The Roughler chronicled life in Ladbroke Grove in the 1980s and 1990s before the last Bohemians were forced out. The magazine was single-handedly produced by Ray Roughler Jones, a refugee from Swansea, and contained contributions from The Clash, Will Self, Jock Scott, Shane MacGowan, Neneh Cherry, Joe Rush of Mutoid Waste, Keith and Kevin Allen plus local heroes such as Steve Underground, John The Hat and Ian Bone of Class War. It was headquartered in West London. It was published between 1983 and 2004.

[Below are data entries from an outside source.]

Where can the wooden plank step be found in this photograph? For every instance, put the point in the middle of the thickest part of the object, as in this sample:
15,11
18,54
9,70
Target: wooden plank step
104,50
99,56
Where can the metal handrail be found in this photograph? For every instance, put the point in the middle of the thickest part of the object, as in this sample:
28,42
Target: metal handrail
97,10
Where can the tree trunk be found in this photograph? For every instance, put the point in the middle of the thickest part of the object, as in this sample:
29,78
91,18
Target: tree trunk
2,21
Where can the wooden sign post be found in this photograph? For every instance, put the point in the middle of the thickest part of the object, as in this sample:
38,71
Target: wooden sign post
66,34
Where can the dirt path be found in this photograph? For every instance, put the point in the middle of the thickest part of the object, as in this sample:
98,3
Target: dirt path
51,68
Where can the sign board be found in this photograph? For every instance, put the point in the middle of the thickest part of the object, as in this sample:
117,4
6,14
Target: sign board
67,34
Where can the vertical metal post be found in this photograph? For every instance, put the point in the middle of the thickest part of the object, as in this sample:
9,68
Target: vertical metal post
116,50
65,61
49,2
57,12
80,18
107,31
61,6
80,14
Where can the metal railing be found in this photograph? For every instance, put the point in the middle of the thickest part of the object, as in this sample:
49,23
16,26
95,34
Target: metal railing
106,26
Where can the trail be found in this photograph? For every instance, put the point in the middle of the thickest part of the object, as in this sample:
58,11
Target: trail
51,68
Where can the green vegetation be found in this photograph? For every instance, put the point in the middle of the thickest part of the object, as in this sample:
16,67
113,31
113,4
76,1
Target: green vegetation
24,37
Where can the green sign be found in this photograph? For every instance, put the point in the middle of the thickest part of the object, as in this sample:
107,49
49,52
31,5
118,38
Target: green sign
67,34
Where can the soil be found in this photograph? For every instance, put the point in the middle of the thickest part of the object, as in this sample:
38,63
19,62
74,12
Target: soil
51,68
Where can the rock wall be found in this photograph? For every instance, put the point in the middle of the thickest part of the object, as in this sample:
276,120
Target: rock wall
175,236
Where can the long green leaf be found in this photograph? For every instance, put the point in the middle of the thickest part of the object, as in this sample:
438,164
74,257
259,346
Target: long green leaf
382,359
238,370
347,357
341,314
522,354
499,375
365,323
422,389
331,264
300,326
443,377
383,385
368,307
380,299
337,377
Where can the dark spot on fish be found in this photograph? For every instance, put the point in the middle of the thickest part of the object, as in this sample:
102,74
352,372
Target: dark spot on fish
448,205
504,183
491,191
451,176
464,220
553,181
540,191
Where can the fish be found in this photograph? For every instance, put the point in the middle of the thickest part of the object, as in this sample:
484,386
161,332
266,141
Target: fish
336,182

It provided a focus for a shambolic group of creative people and offshoots included the infamous Roughler Gallery in an abandoned Chinese takeaway in NoGo (North of Golborne Road). The Roughler chronicled the rise and fall of the Portobello Panto, through the internecine Panto Wars of the early 90s when Anna Chancellor and her dastardly gang of toffs put on a rival production.

RoughlerTV was launched at Portobello Film Festival 2007 with a daily webcast and in July 2008, RoughlerTV exhibited psychogeographic installations on the top floor of the Louis T Blouin Institute in 'It Happened Here', the opening of 'Art After Dark'. Five weeks later, they were invited back to stage A Quality Shambles, a post-Situationist Happening. In 2010, Tangent Books published Ray Roughler Jones' memoir, Drowning On Dry Land, which was described as "absurdly brilliant" by Jake Arnott. This book, released on 1 September, describes Ray's travails in Swansea, Ladbroke Grove and San Francisco. Rhys Ifans suggests 'I knew Ray as a Swansea Jack, But I never knew he was the Swansea Jack Kerouac'. Jones was voted Notting Hill Local Personality of the Year 2011 by mynottinghill website.

October 2015 saw the publication of Rays 3000 Hangovers Later, a book of photographs of The Warwick Castle on Portobello Rd in the 1980s. From 25 October, Jones can be seen as Dai Bread in Kevin Allens film of Under Milk Wood.

From 2014 Ray has been the spoken word director at Portobello Live Festival.

2016 saw the formation of a new Country rock band GLORY BOUND. 16 December saw the release of a 10" vinyl E.P. Hey Cowgirl (which way's the Rodeo).

In Spring 2018 Glory Bound returned to the Studio recording their new single Let's all get Drunk. Being released this summer.